Rhonda Karges, Field Manager for the BLM and her husband Chad, the Refuge Manager for the Malheur Wildlife Refuge decided to appeal the two men’s merciful sentence to the full five years mandatory sentence. In October of 2015 the 9th District Federal Court resentenced both men to many more years of prison. If Dwight survives the additional four years he will be 79 years old before he is released.

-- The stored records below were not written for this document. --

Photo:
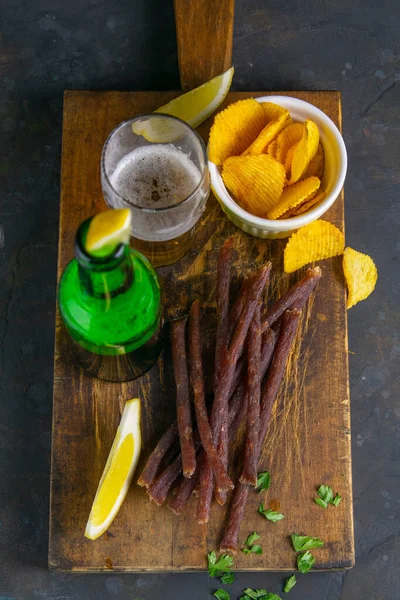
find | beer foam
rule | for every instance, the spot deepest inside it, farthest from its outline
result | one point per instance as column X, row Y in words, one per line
column 155, row 176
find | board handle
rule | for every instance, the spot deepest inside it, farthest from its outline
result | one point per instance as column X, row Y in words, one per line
column 204, row 30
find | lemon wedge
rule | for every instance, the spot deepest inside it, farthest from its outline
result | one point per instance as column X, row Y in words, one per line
column 108, row 229
column 194, row 107
column 118, row 472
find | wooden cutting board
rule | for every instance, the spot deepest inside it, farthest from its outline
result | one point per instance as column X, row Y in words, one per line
column 309, row 437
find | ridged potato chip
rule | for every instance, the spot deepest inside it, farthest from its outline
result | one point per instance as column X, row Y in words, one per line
column 305, row 206
column 288, row 160
column 305, row 151
column 361, row 275
column 256, row 181
column 271, row 150
column 268, row 134
column 272, row 111
column 234, row 129
column 315, row 241
column 288, row 138
column 316, row 166
column 293, row 195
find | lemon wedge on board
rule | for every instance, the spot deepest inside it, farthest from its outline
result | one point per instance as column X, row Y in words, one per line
column 194, row 108
column 118, row 472
column 108, row 229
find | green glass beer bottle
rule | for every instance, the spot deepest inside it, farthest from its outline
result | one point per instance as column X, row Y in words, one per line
column 110, row 304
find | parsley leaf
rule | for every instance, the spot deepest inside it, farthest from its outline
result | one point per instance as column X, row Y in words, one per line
column 321, row 502
column 251, row 538
column 305, row 561
column 222, row 565
column 325, row 493
column 255, row 594
column 250, row 547
column 263, row 481
column 222, row 595
column 228, row 577
column 289, row 583
column 271, row 515
column 305, row 542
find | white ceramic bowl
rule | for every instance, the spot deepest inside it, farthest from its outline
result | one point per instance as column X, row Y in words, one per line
column 332, row 181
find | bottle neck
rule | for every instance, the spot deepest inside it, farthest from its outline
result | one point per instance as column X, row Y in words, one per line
column 103, row 278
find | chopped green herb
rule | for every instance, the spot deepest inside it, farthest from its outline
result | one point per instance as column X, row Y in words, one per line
column 271, row 515
column 228, row 577
column 289, row 583
column 217, row 567
column 321, row 502
column 305, row 542
column 305, row 561
column 263, row 481
column 254, row 594
column 251, row 538
column 222, row 595
column 325, row 493
column 255, row 549
column 250, row 547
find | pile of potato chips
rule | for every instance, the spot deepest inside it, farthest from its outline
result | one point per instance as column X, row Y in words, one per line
column 271, row 165
column 274, row 167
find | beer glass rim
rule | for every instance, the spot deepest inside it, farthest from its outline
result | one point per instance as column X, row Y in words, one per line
column 155, row 116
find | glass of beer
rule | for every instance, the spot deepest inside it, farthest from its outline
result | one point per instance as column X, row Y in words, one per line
column 156, row 165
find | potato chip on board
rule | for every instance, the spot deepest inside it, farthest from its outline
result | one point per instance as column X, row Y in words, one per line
column 272, row 111
column 305, row 151
column 267, row 135
column 271, row 150
column 361, row 275
column 288, row 160
column 315, row 241
column 255, row 181
column 316, row 166
column 293, row 195
column 234, row 129
column 305, row 206
column 288, row 138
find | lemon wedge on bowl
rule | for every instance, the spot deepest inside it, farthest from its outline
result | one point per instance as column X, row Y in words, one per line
column 108, row 229
column 194, row 108
column 118, row 472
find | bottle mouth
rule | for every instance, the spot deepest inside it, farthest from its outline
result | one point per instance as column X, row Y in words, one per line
column 96, row 263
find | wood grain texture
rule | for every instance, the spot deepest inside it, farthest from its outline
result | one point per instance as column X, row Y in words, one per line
column 204, row 31
column 308, row 442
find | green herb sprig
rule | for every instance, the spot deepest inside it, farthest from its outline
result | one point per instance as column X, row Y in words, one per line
column 249, row 546
column 290, row 583
column 271, row 515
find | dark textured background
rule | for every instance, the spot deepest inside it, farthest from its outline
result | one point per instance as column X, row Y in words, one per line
column 48, row 46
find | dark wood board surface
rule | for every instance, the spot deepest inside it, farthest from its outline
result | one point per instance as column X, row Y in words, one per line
column 311, row 426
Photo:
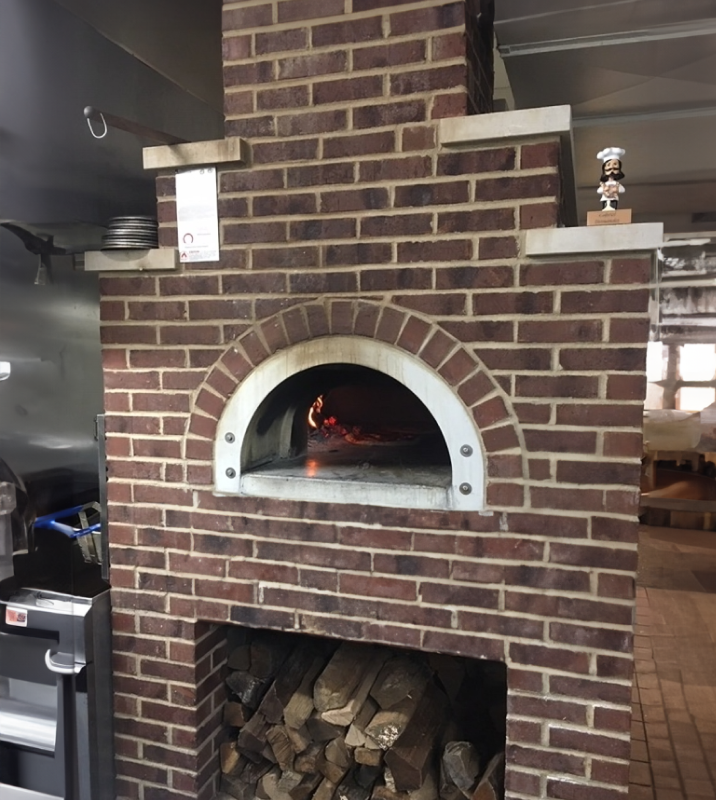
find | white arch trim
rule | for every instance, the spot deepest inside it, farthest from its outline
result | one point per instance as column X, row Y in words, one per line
column 457, row 425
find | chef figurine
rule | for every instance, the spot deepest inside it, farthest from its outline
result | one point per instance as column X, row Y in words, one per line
column 609, row 186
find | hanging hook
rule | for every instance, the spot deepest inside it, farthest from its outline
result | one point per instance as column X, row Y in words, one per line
column 104, row 122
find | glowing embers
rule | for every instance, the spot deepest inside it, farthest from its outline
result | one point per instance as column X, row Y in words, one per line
column 378, row 411
column 348, row 425
column 386, row 431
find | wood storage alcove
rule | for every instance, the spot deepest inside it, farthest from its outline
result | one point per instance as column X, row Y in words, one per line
column 350, row 420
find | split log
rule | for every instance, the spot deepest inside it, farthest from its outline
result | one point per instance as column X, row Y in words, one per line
column 325, row 790
column 300, row 739
column 253, row 771
column 337, row 753
column 384, row 793
column 307, row 762
column 366, row 775
column 322, row 731
column 335, row 760
column 247, row 687
column 252, row 739
column 236, row 714
column 400, row 677
column 350, row 789
column 409, row 758
column 347, row 713
column 307, row 787
column 338, row 680
column 370, row 758
column 288, row 681
column 300, row 707
column 269, row 786
column 281, row 746
column 235, row 786
column 289, row 780
column 331, row 771
column 356, row 736
column 492, row 782
column 386, row 726
column 461, row 765
column 230, row 758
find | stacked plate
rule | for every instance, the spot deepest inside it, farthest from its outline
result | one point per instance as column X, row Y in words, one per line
column 131, row 233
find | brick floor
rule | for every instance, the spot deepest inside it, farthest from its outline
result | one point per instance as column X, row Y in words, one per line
column 674, row 695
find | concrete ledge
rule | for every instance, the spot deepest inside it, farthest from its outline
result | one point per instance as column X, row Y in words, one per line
column 161, row 259
column 196, row 154
column 548, row 242
column 482, row 128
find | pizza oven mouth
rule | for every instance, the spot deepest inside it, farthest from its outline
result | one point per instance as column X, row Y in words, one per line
column 345, row 432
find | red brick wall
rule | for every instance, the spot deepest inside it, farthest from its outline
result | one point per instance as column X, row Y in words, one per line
column 382, row 233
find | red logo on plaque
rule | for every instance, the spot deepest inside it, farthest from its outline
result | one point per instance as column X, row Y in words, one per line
column 16, row 616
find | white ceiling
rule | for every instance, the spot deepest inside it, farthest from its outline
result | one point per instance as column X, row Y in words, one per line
column 639, row 74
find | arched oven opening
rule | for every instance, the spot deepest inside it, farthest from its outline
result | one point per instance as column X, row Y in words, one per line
column 350, row 420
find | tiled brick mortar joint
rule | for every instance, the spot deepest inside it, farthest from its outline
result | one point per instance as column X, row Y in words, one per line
column 328, row 214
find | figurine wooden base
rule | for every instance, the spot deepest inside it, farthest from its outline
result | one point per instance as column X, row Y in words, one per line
column 622, row 216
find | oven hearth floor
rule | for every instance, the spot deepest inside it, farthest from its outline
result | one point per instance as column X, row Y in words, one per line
column 371, row 464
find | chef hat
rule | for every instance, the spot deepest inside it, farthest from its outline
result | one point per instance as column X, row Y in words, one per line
column 610, row 152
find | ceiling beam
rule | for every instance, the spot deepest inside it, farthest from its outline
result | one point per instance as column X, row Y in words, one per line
column 682, row 30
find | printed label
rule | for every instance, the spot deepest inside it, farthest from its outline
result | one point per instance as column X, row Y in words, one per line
column 16, row 616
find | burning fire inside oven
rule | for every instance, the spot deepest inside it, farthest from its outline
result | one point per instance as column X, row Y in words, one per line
column 323, row 425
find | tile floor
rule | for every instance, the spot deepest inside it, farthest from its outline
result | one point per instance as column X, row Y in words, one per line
column 674, row 719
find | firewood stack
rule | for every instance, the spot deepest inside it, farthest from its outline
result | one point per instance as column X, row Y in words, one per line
column 307, row 718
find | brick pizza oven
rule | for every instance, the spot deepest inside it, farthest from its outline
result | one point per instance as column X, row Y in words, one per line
column 375, row 242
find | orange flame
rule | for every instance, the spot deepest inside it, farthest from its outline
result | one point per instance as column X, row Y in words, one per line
column 313, row 411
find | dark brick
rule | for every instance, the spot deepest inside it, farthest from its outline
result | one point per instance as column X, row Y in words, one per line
column 394, row 169
column 347, row 89
column 380, row 115
column 309, row 9
column 491, row 219
column 312, row 122
column 359, row 144
column 477, row 161
column 396, row 225
column 517, row 187
column 562, row 274
column 313, row 65
column 357, row 30
column 389, row 55
column 359, row 253
column 427, row 80
column 276, row 42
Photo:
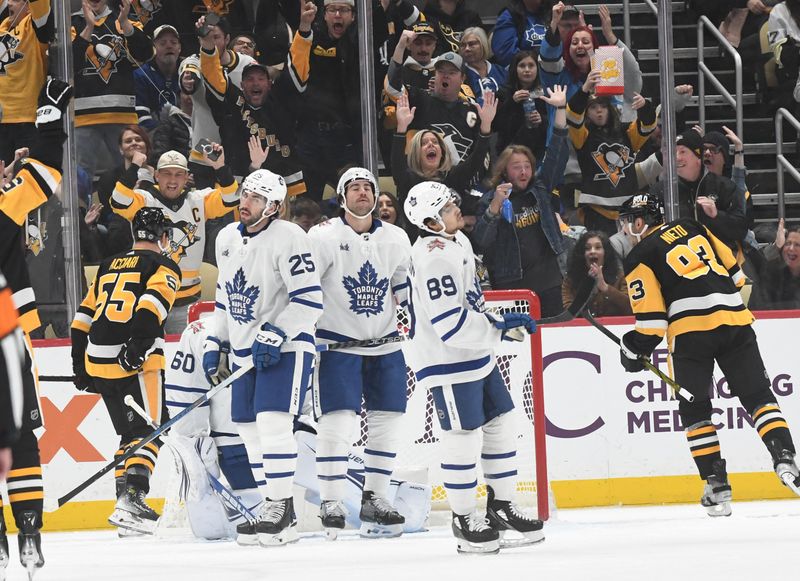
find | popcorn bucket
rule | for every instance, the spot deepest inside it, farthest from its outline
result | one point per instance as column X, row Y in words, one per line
column 608, row 60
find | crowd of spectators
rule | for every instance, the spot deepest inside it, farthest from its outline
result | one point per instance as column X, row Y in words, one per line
column 276, row 85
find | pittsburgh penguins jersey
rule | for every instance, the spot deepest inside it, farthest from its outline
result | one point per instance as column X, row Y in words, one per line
column 364, row 276
column 607, row 157
column 104, row 65
column 188, row 214
column 452, row 337
column 30, row 188
column 681, row 278
column 130, row 297
column 267, row 277
column 23, row 61
column 186, row 381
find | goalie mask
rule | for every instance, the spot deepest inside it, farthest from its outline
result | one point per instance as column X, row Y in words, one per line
column 269, row 186
column 149, row 225
column 351, row 175
column 425, row 202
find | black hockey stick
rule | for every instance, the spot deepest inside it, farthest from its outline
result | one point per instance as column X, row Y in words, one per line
column 663, row 376
column 52, row 505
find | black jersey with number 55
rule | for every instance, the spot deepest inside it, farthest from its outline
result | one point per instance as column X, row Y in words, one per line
column 130, row 298
column 681, row 278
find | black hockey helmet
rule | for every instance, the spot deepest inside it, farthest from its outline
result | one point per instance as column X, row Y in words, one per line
column 649, row 206
column 149, row 224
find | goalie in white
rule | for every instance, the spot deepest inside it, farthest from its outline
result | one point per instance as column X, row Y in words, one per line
column 268, row 301
column 451, row 352
column 363, row 266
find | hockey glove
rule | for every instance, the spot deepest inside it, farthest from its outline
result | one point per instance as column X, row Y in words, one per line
column 215, row 359
column 632, row 362
column 267, row 346
column 512, row 321
column 133, row 353
column 53, row 101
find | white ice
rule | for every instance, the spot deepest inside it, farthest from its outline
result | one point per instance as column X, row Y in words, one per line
column 759, row 541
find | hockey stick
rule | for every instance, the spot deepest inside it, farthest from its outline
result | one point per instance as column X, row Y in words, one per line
column 52, row 505
column 663, row 376
column 226, row 494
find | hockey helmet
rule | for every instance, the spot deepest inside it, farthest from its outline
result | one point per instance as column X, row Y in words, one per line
column 149, row 224
column 648, row 206
column 425, row 201
column 348, row 177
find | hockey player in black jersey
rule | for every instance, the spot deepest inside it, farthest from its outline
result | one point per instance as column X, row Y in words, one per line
column 128, row 301
column 683, row 283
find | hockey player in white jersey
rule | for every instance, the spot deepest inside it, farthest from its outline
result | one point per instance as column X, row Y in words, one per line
column 363, row 267
column 451, row 352
column 268, row 300
column 207, row 440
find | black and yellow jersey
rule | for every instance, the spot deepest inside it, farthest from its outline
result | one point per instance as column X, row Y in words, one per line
column 129, row 298
column 681, row 278
column 30, row 188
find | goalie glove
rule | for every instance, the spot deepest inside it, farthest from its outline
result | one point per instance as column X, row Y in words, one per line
column 512, row 324
column 267, row 346
column 133, row 353
column 215, row 359
column 53, row 101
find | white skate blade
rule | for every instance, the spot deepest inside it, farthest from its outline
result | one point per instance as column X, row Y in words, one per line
column 376, row 531
column 720, row 509
column 247, row 540
column 512, row 540
column 126, row 520
column 487, row 548
column 286, row 536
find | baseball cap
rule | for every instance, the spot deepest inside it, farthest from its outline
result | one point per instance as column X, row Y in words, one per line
column 165, row 28
column 423, row 28
column 691, row 139
column 450, row 58
column 172, row 159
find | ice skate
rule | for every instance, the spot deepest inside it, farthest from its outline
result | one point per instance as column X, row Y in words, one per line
column 131, row 512
column 277, row 524
column 474, row 535
column 332, row 513
column 30, row 544
column 717, row 494
column 785, row 466
column 516, row 529
column 4, row 554
column 379, row 518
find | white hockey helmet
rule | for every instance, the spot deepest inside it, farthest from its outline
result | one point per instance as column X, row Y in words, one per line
column 425, row 202
column 348, row 177
column 269, row 186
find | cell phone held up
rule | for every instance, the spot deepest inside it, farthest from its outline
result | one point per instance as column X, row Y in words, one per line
column 212, row 19
column 206, row 148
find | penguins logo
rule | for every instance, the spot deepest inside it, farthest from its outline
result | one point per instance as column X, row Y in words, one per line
column 182, row 237
column 104, row 55
column 612, row 160
column 8, row 52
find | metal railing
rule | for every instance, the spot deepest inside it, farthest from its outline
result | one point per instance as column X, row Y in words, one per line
column 781, row 161
column 704, row 72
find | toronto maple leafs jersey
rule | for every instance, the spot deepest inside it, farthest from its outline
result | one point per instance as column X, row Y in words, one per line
column 452, row 337
column 188, row 214
column 186, row 381
column 267, row 277
column 363, row 275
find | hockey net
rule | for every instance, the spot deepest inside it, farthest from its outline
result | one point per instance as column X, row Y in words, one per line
column 520, row 364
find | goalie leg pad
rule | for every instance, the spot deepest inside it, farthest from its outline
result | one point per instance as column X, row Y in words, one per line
column 335, row 433
column 279, row 452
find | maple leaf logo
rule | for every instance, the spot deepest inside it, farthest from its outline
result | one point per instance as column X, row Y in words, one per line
column 367, row 292
column 241, row 298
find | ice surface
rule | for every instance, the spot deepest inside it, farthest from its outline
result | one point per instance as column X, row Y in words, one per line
column 760, row 541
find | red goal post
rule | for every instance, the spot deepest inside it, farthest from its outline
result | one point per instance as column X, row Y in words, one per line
column 520, row 364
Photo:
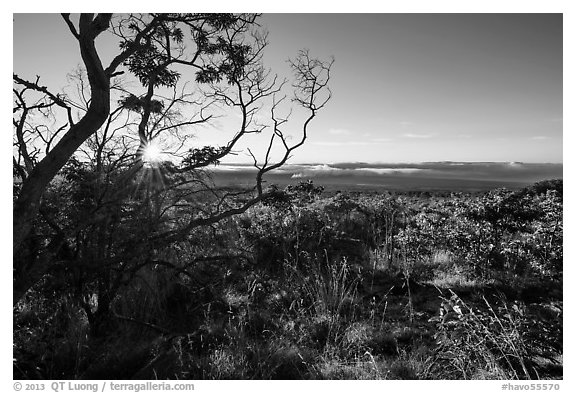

As part of the resentencing the Hammonds were forced to give the BLM the right of first refusal if they ever sell the land.
So far the two men have spent one year and three months in prison and have paid $200,000 of the fine and the additional $200,000 must have been paid before January of 2016 or the land will be sold to the BLM to avoid further charges.
There were a lot of problems with this persecution of the Hammonds including the fact that no land was “destroyed” and there was no intent or malice involved. They had permission from the BLM to burn the first time, the only land burned accidently was their own grazing right land which even the BLM said was better for having been burned. The second backfire stopped an out of control wildfire, saving tens of thousands of acres of public land from being burned, disregarding the fact that BLM burns fare more acres every year to kill out the juniper trees and to allow the land to regenerate for the wildlife. Even the judge thought the five year sentence was insane but the appellate court used the three strikes laws for habitual criminals to justify the harsh sentences.
No, we don’t condone armed rebellion yet the men that have taken over that wildlife refuge did so in a very remote and abandoned location so that their protest wouldn’t endanger innocent bystanders. They didn’t break into an occupied building but they did arm themselves so they could defend themselves if the feds want to do another Waco or Ruby Ridge. No the Hammonds can’t back this, they are going to prison and anything that can be used against them will be used against them, they should stand off to the side on this.
Personally I am glad that we have these sort of men left in our country. Either crazy enough or brave enough to take a stand and risk their lives in cases of overwhelming tyranny. Every man and woman that showed up to participate or document the federal response is a hero in my book but I pray that cooler heads prevail on the federal side and that the feds realize that this is not a good case to go to the mat over. Will it be like the first battle of the American Revolution, caused by a single shot fired by an unknown person? Will the men and women be faced with their own persecution for protesting while carrying weapons, something that isn’t a crime as far as I know. Time will tell but lets hope that the feds are smart enough to just let things cool down in Oregon and these folks will eventually go home on their own.